Total RNA was extracted from 2-week control- and TIMP-1–seeded rat carotid arteries by using 4.2 mol/L guanidine isothiocyanate11 (six arteries per group). Twenty micrograms of each RNA sample was size fractionated by electrophoresis, transferred to a nylon membrane, and hybridized with a [32P]-labeled rat tropoelastin cDNA (a generous gift of Dr C. Boyd, University of Medicine & Dentistry of New Jersey, New Brunswick). Hybridization and washes were carried out at 65°C according to Church and Gilbert.12 Blots were hybridized in 1% bovine serum albumin, 7% SDS, 0.5 mol/L sodium phosphate (pH 7.0), 1 mmol/L EDTA, 20% deionized formamide, 200 μg/mL denatured salmon sperm, 106 cpm/mL probe at 65°C for 18 hours. The blots were washed to final stringency in 1% SDS, 40 nmol/L sodium phosphate (pH 7.0), 1 mmol/L EDTA at 65°C, analyzed on the PhosphorImager (Markey Molecular Medicine Center), and quantified with ImageQuant Version 3.3 (Molecular Dynamics).

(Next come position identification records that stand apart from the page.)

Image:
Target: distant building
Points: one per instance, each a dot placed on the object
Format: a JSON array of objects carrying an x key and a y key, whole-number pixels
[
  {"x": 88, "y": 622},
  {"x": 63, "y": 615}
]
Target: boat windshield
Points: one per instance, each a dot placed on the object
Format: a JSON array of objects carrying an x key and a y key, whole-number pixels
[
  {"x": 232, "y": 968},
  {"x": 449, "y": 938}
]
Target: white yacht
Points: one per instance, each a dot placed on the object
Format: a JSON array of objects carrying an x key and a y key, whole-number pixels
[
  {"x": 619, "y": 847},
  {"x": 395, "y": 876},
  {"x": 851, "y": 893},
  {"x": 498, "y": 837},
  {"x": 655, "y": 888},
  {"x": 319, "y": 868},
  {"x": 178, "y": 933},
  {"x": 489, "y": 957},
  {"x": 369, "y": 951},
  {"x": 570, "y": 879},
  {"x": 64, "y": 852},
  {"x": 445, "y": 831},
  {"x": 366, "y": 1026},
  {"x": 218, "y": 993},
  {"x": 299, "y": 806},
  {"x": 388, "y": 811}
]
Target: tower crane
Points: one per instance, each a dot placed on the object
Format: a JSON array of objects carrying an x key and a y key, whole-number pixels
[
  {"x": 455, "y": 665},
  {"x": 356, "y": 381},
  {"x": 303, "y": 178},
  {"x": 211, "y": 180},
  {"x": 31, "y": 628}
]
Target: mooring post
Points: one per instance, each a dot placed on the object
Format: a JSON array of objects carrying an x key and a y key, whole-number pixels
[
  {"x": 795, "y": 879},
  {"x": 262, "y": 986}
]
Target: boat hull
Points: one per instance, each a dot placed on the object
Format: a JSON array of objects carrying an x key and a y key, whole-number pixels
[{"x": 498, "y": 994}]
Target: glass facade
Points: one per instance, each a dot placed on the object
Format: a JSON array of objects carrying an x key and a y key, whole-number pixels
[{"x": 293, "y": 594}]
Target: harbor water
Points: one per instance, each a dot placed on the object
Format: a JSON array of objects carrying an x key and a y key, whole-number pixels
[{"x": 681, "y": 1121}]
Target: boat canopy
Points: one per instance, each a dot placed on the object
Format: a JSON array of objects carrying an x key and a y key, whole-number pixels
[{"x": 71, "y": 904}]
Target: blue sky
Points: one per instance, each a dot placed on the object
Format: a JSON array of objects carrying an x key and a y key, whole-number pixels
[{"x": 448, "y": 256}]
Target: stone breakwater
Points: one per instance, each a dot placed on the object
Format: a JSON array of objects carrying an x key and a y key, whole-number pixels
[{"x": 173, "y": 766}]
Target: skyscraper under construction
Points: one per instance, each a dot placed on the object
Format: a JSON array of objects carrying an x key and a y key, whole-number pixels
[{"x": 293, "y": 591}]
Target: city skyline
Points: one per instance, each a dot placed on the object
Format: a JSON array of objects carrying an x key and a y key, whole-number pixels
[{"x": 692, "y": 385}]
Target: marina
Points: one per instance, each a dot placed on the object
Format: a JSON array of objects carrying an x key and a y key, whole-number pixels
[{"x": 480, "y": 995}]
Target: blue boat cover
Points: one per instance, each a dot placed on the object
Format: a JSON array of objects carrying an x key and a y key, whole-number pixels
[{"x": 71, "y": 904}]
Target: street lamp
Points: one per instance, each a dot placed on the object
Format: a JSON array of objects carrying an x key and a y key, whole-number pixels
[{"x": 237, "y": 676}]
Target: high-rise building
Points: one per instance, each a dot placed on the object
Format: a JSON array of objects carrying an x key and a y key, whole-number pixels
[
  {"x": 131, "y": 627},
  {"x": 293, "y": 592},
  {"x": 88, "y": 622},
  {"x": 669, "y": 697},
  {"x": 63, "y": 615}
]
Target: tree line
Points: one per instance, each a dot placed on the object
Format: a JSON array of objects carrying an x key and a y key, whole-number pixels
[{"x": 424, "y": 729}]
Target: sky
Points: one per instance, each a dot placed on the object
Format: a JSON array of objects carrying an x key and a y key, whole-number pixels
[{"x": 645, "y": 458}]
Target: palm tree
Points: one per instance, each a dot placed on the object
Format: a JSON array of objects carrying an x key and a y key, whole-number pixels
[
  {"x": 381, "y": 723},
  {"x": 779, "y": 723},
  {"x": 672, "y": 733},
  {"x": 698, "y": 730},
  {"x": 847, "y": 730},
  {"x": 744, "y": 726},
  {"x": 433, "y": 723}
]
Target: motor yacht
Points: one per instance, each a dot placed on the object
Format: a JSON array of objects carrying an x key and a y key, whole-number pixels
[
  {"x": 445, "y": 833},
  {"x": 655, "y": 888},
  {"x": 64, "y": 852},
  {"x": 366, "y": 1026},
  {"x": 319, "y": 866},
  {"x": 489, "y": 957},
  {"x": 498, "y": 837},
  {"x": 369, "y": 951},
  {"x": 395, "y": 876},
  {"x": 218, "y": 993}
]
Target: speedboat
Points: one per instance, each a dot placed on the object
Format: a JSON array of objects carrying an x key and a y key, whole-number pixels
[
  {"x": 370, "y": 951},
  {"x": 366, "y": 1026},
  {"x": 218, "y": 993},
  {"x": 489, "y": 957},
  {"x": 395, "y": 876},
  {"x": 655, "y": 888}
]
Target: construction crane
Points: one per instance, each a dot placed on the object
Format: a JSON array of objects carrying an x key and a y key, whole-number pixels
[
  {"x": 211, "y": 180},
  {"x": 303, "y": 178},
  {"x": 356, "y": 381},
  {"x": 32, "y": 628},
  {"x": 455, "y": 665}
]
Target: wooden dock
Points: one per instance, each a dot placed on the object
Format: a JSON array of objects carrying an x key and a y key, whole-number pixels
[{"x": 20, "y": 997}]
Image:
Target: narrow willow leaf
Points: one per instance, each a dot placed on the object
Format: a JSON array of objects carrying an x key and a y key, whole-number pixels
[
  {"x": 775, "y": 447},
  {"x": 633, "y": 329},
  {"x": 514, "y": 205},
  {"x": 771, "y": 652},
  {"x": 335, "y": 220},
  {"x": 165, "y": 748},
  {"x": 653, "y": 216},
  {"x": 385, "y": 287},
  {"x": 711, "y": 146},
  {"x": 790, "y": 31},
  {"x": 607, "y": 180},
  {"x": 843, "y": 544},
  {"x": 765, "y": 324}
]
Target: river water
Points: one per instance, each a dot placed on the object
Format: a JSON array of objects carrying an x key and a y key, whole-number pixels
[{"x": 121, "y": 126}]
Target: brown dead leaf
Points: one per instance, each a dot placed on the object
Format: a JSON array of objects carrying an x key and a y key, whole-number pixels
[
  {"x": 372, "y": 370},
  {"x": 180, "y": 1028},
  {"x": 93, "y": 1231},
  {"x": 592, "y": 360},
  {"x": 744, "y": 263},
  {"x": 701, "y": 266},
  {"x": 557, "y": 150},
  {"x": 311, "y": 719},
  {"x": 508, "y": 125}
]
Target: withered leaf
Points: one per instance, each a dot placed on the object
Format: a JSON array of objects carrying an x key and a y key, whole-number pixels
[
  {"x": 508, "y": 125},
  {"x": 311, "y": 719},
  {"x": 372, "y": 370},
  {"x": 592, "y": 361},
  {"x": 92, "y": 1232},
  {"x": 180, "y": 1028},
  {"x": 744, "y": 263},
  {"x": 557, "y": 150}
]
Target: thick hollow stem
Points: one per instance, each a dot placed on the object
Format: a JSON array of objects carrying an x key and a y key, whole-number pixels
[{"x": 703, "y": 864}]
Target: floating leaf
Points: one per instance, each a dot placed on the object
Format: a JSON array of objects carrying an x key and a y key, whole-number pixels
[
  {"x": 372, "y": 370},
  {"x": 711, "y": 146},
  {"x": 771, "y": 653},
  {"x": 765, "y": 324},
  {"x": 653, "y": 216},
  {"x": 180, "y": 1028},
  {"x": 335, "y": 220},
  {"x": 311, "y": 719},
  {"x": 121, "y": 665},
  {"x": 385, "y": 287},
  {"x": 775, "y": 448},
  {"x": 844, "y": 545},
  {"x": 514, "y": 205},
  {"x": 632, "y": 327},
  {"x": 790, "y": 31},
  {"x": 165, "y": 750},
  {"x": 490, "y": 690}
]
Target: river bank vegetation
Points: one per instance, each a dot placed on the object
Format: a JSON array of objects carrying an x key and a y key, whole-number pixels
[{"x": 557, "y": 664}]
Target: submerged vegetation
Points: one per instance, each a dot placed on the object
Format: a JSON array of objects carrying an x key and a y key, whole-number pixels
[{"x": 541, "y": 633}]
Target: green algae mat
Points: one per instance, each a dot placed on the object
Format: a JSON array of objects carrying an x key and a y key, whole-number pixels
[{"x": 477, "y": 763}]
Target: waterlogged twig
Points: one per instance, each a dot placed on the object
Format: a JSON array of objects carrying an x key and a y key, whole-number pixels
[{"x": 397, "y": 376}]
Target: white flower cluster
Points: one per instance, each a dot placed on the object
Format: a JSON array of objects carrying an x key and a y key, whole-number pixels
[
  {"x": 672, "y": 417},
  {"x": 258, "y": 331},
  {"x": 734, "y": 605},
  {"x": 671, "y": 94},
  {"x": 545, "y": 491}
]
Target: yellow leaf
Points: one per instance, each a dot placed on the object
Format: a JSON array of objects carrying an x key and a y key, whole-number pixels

Elastin Synthesis in Organ Culture
Rats were killed at various times postseeding and their seeded carotids removed. Subsequently, these vessels were stripped of their adventitial layers and incubated individually in Dulbecco’s modified Eagle’s medium with 10% fetal calf serum (Hyclone) containing 14[C]proline (0.5 μCi/mL medium, DuPont–New England Nuclear), and ascorbic acid (0.25 mg/mL medium, ICN Biomedical) for 6 hours. After this labeling period, vessels were removed from the media and incubated individually with 50 mg/mL cyanogen bromide (prepared in 70% formic acid) under N2 for 24 hours. Insoluble elastin was hydrolyzed in 6N HCl at 110°C for 24 hours and counted in a scintillation counter.13 Results were normalized to vessel length at time of harvest.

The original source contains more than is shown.